### CFA Practice Question

There are 539 practice questions for this study session.

### CFA Practice Question

An increase in production costs is most likely to shift the ______.

A. AS curve up
B. AS curve down

The AS curve shifts up when firms face cost increases that force them to raise prices.

User Comment
Xuezheng shouldn't it be B? when the production cost rises, firms would like sell less for a given price level of output.
justin yes firms will sell less at a given price, and the supply curve will shift up to reflect this change! A is correct.
justin yes firms will sell less at a given price, and the supply curve will shift up to reflect this change! A is correct.
Koko AS "curve" up ---> AS down
danlan Remember that the a-xis is AS and y-axis is price (not the reverse), that's why AS "curve" up means AS down. :)
anricus The AS curve is moving up TO THE LEFT therefore a decrease in AS
george2006 AS curve shifts up <==> quantity down, price up
ehc0791 shift leftward will be more accurate
olagbami supply curve shifting up is synnonymous with moving left.
ankurwa10 my intuition (may be wrong) says that since there is an increase in production costs, firms would now, up the output prices they charge, therefore, the point at which price level cuts on the AS Curve would be higher, thus shifting the AS curve upwards.
fzhou Just a quick note that the y-axis is price level. So the increase in production cost will result in higher price at a given level of output.
Huricane74 @Xuezheng,

There is a difference between a supply curve (s) for a firm and the short run aggregate supply curve (AG) for all firms for a market.

In regards to a single firm, with an increase in production costs, the firm will want to produce the same amount, but the quantity demanded will decease. In response, the firm will produce less at every price to bring the supply in line with the quantity demanded. This can be referred to as a leftward shift in the supply curve (s), which is the same thing as the supply curve shifting up. This is why the correct answer is A.

If you draw a graph with an increase in production costs, you can see how the supply curve shifts to the left /up.

In regards to the market, an increase in production costs will result in a leftward /upward shift in the short run aggregate supply curve.
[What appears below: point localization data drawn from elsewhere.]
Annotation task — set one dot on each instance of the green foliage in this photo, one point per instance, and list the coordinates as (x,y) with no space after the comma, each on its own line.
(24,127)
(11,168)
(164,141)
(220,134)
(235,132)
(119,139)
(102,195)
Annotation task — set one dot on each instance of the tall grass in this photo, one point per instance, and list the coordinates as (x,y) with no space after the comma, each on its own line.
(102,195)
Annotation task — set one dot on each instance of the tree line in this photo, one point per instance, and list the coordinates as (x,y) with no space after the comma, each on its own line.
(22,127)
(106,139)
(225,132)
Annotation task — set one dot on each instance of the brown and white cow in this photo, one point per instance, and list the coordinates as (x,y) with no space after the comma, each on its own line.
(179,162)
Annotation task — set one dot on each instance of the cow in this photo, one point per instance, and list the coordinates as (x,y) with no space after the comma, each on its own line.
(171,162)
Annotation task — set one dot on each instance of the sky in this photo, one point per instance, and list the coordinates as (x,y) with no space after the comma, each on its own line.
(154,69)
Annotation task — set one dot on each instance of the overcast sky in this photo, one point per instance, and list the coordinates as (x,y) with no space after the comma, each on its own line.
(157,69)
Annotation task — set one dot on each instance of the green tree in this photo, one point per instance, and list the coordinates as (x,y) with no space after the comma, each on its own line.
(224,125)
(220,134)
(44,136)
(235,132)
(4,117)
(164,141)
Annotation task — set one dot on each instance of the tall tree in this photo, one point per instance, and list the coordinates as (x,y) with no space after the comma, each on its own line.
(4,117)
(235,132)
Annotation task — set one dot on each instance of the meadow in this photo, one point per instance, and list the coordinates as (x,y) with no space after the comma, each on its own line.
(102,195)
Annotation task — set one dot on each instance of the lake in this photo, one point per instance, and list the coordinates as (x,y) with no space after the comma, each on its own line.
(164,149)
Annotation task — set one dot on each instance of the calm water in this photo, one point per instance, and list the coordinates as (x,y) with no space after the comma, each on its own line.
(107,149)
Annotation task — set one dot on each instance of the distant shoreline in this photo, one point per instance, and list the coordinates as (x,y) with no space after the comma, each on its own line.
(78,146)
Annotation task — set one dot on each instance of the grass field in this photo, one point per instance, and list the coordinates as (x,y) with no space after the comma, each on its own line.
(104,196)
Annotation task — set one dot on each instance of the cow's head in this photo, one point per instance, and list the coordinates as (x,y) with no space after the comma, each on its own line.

Eventually (over time), demand will increase, shifting the demand curve to the right /up. This results in an increase in prices (inflation) with the same market demand that we had prior to the increase in production costs.

Since supply is a function of Labor, Capital and Technology, the supply is constant unless one of these factors change.

In summary, the short run supply curve (SRAS) shifts left, the demand curve shifts right, resulting in higher prices in the long run with the same quantity supplied, provided that Labor, Capital and Technology have not changed.